Secretary of State Hillary Clinton recently visited Seoul and declared: “We will stand with you in this difficult hour and we will stand with you always.” Always? Whatever for?
North Korea apparently sank a South Korean ship in late March in the Yellow Sea. At first observers heard the distant sound of war drums, as speculation grew about possible military retaliation.
But Seoul reacted with equanimity, even pusillanimity. It cut off all aid, which had mostly ended anyway, and trade, which mattered a little more. The government of President Lee Myung‐bak also barred the North’s merchant ships from South Korean waters, an inconvenience but little more.
The South threatened to restart propaganda broadcasts across the demilitarized zone, but then temporized. And President Lee left the joint industrial park in Kaesong — a major source of hard currency for the Democratic People’s Republic of Korea — untouched. No military steps were taken,
Yet the South Korean people appeared to think even these measures were excessive. In the recent local elections the ruling party lost ground. The government didn’t get the “rally around the flag” effect that it expected.
So if the government and people of the Republic of Korea don’t care much about the DPRK committing an act of war and killing 46 South Korean sailors, why should the U.S. get involved? And especially pledge eternal solidarity?
After the sinking of a South Korean ship, U.S. officials rushed to support the ROK, demand international penalties against the North, and reaffirm the American defense guarantee. The White House announced: “U.S. support for South Korea’s defense is unequivocal.”
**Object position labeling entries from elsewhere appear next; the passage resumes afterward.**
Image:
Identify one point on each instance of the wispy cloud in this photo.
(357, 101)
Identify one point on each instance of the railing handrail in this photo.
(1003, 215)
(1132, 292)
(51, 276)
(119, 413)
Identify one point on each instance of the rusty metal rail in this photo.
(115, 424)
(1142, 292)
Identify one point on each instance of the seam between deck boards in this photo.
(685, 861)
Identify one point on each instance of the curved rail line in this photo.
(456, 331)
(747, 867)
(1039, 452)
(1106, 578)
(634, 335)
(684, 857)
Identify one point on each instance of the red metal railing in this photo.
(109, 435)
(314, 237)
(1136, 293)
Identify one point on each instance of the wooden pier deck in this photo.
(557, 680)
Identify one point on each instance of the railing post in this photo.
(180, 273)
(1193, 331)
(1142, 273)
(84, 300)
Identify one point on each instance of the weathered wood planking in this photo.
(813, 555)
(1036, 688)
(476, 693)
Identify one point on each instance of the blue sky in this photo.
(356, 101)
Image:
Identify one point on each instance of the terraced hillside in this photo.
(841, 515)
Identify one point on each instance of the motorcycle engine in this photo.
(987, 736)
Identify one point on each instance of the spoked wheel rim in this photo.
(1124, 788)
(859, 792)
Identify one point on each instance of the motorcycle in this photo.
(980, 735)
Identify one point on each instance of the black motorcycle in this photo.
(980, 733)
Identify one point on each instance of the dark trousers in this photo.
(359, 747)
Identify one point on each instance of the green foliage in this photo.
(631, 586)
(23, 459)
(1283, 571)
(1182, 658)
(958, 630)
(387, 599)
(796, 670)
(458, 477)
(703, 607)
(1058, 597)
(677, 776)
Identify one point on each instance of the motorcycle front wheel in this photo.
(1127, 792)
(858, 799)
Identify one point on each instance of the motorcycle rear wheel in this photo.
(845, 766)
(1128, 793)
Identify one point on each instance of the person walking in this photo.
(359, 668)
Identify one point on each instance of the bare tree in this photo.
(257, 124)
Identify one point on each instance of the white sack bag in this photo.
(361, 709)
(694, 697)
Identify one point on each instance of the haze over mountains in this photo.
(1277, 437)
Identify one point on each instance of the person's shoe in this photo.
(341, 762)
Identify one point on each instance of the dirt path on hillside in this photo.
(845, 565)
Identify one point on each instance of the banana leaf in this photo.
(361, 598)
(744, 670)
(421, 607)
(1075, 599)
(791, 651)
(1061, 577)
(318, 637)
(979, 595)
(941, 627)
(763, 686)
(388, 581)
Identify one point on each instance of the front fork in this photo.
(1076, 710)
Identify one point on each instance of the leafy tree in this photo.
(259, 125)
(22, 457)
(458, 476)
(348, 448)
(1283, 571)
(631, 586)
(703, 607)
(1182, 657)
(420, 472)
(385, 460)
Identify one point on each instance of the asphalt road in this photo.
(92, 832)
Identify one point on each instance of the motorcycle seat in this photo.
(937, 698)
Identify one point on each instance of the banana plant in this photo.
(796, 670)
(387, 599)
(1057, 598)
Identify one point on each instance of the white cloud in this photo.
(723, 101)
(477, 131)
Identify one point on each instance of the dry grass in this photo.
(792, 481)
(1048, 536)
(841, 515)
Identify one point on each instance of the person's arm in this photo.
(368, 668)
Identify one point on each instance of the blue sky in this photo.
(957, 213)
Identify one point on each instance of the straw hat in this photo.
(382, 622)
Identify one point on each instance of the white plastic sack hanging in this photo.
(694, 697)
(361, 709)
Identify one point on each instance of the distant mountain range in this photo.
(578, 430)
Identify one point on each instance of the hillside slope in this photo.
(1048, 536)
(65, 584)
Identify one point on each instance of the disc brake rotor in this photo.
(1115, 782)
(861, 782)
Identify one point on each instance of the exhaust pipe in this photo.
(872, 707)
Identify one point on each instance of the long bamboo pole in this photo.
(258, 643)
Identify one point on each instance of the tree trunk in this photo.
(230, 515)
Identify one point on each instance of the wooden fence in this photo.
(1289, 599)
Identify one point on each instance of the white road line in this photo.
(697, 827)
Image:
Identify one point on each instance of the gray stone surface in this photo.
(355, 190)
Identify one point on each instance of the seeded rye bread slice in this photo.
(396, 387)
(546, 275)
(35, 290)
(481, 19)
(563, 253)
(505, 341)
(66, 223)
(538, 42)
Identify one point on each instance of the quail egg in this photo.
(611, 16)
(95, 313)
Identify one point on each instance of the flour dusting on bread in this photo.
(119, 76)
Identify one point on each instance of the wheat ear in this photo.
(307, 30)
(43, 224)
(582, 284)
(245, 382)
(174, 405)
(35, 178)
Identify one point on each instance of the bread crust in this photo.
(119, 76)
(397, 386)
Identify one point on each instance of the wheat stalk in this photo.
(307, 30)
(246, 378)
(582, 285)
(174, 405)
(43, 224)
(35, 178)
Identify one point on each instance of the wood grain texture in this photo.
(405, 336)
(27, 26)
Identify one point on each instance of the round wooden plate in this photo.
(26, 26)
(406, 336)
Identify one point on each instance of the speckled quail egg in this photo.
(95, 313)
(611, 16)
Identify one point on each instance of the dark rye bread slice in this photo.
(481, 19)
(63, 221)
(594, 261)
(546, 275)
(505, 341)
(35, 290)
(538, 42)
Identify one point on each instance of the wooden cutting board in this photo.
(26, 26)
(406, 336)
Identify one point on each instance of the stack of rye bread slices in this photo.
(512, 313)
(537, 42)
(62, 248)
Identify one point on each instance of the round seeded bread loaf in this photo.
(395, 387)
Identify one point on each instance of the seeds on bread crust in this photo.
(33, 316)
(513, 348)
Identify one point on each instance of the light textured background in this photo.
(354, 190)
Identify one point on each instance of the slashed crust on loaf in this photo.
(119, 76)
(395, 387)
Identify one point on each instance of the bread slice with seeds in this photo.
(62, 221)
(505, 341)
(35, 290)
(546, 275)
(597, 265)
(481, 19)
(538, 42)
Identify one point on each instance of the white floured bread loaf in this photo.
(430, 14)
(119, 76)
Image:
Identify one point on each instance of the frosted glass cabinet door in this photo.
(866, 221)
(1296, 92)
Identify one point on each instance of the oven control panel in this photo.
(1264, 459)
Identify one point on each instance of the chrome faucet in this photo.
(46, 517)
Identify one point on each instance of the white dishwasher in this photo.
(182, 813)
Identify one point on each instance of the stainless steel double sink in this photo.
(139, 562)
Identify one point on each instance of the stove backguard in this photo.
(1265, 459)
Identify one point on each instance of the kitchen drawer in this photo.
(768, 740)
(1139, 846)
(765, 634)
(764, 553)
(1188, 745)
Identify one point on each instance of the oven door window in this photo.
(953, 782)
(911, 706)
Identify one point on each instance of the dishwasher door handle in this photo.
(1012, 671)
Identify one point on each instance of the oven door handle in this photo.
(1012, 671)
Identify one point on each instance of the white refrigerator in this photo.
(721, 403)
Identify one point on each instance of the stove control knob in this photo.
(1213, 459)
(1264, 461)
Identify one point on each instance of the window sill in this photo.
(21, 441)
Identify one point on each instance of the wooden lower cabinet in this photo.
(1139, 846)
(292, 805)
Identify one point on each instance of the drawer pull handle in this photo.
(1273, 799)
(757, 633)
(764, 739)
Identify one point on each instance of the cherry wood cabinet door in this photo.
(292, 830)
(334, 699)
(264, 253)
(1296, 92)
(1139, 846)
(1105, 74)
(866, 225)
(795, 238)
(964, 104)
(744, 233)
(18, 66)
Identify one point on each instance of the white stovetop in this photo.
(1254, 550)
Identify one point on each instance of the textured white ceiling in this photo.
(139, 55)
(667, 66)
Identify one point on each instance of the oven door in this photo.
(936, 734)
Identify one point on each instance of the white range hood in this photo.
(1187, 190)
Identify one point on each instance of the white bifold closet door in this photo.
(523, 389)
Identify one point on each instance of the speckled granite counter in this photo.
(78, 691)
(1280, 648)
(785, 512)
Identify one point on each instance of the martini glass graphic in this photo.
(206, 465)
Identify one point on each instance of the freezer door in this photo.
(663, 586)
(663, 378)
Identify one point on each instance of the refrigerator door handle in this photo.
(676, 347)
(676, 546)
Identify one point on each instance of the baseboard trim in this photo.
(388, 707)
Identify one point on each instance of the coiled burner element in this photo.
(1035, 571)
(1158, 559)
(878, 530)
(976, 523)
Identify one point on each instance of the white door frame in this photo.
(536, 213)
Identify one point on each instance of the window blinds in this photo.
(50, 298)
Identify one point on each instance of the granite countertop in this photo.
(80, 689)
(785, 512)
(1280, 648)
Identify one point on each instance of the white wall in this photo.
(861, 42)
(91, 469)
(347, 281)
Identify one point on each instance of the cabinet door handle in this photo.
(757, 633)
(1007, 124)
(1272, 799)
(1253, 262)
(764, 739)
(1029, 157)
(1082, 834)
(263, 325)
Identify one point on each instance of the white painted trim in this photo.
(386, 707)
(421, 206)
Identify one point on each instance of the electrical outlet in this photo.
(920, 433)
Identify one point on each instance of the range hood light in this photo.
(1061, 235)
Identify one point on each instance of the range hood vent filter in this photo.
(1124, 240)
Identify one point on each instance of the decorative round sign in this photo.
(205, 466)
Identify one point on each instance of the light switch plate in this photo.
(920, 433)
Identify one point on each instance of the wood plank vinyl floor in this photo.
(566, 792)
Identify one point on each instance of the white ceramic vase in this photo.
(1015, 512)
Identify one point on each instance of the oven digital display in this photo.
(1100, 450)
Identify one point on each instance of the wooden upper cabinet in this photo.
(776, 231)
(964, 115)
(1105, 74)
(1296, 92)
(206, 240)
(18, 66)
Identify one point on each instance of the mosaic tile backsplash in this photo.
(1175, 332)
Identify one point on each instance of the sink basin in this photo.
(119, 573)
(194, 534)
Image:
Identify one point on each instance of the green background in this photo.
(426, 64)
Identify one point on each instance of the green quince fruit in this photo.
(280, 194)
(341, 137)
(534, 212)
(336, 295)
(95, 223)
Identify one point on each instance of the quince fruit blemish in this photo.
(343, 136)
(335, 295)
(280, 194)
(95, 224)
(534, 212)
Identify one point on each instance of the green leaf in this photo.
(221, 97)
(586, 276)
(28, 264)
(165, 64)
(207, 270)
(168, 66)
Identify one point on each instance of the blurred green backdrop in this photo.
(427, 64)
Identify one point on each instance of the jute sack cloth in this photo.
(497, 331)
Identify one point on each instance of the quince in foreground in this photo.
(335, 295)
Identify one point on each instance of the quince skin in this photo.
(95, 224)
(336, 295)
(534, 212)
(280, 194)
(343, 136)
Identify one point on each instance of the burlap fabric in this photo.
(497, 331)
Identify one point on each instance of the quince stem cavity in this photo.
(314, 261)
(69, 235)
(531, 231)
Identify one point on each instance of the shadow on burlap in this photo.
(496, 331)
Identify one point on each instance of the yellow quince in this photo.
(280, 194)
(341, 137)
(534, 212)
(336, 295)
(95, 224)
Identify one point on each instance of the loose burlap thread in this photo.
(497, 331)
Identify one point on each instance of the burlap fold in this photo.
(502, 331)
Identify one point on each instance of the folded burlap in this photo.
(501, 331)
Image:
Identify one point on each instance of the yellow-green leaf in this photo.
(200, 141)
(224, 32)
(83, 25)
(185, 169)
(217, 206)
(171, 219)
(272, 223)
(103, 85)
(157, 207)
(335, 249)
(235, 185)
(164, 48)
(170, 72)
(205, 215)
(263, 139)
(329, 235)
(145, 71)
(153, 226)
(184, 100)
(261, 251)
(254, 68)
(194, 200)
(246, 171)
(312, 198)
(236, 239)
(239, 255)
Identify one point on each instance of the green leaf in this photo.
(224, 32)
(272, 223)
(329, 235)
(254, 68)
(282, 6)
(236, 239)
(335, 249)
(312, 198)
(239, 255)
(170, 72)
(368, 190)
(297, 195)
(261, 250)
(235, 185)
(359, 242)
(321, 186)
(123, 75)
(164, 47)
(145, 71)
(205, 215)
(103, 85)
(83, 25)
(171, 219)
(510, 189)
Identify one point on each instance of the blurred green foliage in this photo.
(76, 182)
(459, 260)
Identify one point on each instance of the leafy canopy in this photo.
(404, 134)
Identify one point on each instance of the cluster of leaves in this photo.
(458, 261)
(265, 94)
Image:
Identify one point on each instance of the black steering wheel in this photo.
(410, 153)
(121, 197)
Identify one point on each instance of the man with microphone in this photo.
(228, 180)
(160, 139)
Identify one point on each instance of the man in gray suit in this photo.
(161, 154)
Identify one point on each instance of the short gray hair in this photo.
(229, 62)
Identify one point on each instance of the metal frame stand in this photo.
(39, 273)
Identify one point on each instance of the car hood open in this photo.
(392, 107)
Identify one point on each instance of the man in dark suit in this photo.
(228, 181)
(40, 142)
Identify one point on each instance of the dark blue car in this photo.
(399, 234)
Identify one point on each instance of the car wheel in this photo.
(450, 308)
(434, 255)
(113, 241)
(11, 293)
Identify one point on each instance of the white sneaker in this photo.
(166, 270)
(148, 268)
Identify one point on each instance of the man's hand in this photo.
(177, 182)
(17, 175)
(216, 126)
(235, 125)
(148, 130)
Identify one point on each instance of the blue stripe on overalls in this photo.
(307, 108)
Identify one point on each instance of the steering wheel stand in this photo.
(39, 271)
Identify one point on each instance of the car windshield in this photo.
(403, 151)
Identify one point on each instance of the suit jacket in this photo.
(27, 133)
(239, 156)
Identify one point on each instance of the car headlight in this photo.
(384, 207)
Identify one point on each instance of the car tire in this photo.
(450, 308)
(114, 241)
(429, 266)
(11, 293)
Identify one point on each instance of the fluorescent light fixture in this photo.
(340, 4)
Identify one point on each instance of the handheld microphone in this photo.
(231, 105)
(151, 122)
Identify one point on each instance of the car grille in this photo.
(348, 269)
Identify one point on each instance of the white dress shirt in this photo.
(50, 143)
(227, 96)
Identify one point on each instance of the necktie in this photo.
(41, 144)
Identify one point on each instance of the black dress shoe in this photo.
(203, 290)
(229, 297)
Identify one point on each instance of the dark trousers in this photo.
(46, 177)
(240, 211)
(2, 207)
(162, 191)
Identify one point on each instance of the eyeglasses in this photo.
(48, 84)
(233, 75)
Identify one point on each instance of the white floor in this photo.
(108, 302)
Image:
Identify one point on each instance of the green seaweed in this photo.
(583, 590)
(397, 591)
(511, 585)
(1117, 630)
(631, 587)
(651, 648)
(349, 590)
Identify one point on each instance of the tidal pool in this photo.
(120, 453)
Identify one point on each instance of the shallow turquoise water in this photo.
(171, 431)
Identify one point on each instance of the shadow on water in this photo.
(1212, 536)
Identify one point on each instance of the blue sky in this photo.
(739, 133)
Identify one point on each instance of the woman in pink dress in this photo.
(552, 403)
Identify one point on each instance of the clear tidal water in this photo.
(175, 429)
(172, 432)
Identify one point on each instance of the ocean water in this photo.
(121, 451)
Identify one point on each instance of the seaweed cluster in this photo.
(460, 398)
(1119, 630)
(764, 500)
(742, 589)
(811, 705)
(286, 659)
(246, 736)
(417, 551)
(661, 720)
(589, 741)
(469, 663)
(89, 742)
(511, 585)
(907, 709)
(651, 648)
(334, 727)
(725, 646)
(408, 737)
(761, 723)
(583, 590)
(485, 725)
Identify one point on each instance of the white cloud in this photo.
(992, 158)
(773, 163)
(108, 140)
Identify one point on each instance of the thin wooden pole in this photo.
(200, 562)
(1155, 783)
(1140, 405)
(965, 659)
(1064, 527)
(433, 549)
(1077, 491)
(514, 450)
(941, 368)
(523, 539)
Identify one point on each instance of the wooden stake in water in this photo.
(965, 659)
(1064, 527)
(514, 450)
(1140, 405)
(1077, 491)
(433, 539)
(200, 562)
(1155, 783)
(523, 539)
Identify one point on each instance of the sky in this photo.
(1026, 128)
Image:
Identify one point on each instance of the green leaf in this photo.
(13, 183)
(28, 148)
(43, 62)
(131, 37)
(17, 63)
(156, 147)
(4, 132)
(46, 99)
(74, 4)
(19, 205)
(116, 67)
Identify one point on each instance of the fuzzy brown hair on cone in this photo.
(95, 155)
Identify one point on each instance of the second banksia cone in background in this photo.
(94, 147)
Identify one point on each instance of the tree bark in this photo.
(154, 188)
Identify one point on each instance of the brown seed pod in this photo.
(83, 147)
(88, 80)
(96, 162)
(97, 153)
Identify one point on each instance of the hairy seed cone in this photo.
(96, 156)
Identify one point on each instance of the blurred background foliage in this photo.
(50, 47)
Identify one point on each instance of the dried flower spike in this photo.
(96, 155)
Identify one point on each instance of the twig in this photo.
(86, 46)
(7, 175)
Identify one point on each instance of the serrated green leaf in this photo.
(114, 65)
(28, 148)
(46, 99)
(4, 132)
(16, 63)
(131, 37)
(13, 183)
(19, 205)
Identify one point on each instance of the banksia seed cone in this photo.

Then Washington promised to bolster the South’s military defense and proposed joint military exercises “to ensure readiness and to deter future aggression.” There were even discussions of an American carrier joining an exercise or being stationed near the peninsula.
It’s been this way for 65 years.
A foreign policy should change to fit international circumstances. And international circumstances in Northeast Asia certainly have changed since 1945.
At the end of World War II in an almost Keystone Cops fashion the U.S. decided to divide the Korean peninsula, then a Japanese colony, with the Soviets. But Washington decided not to defend the new South Korean nation, either by providing it with heavy arms or leaving any U.S. troops. When North Korea predictably invaded, the Truman administration rushed back with American military forces and ended up fighting a bitter war with China as well lasting more than three years.
To prevent a recurrence of conflict, when the armistice was signed in 1953 the U.S. offered a security guarantee and deployed a permanent garrison. At the time only America prevented the DPRK, backed by the Soviet Union and China, from conquering the unstable and impoverished South.
But the balance of power since has shifted dramatically. The ROK took off economically in the 1980s, leaving North Korea far behind. The South now has an economy that ranks in the world’s top 13 and is thought to be 30 or 40 times as large as that of the DPRK. South Korea has become a major industrial power and producer of hi‐tech goods.
Seoul also has surpassed the North as a leading diplomatic player. Even North Korea’s old allies, Moscow and Beijing, have recognized the ROK and formed close economic relationships. China has about 70 times as much trade with the South as with the DPRK. No Chinese troops are likely to come streaming forth on behalf of Pyongyang in any future war.
Only in terms of military forces does South Korea arguably lag. But it makes up in quality what it lacks in quantity. Moreover, there is nothing other than lack of will that prevents the ROK from expanding its forces. With a much larger population and industrial base, it can easily outmatch the North. Unfortunately, Seoul appears to have begun shifting its gaze to regional and international military missions, leaving it more vulnerable at home.
At the same time, the South spent nearly a decade shoveling money to the DPRK as part of the “Sunshine Policy.” While engaging Pyongyang made sense, providing largely unconditional aid and other benefits did not. In effect, Seoul was subsidizing its major antagonist while seeking American military protection. “Curious” may be the most positive description one can provide this set of policies.
President Lee Myung‐bak largely eliminated subsidies for the North when he took office two years ago. Nevertheless, he backed away from closing the Kaesong development as retaliation for the North Korean attack. Even hardliners in South Korea are squishy by American standards.
But none of that should matter in Washington. It is far past time for the ROK to take over responsibility for its own defense. It can decide how much to spend, how large a military to maintain, and whether to emphasize domestic or international duties. Having become one of the couple dozen most important countries in the world, the South should play the part in its own defense.
The nuclear issue would remain, but without U.S. forces on station in the South, vulnerable to North Korean attack, Washington could step back there too. Creating a nuclear‐free peninsula is most important for South Korea, Japan, China, and Russia. They should take the lead.
Washington could lend its support. But regional parties should do far more. And the recognition that the U.S. wasn’t going to continue playing its thankless role would force them to do more.
The world has changed since 1953. Even if the U.S. government was not facing a flood of red ink, it no longer need be guarantor of last resort on the Korean peninsula. It’s time to turn South Korea’s defense over to the South Korean people.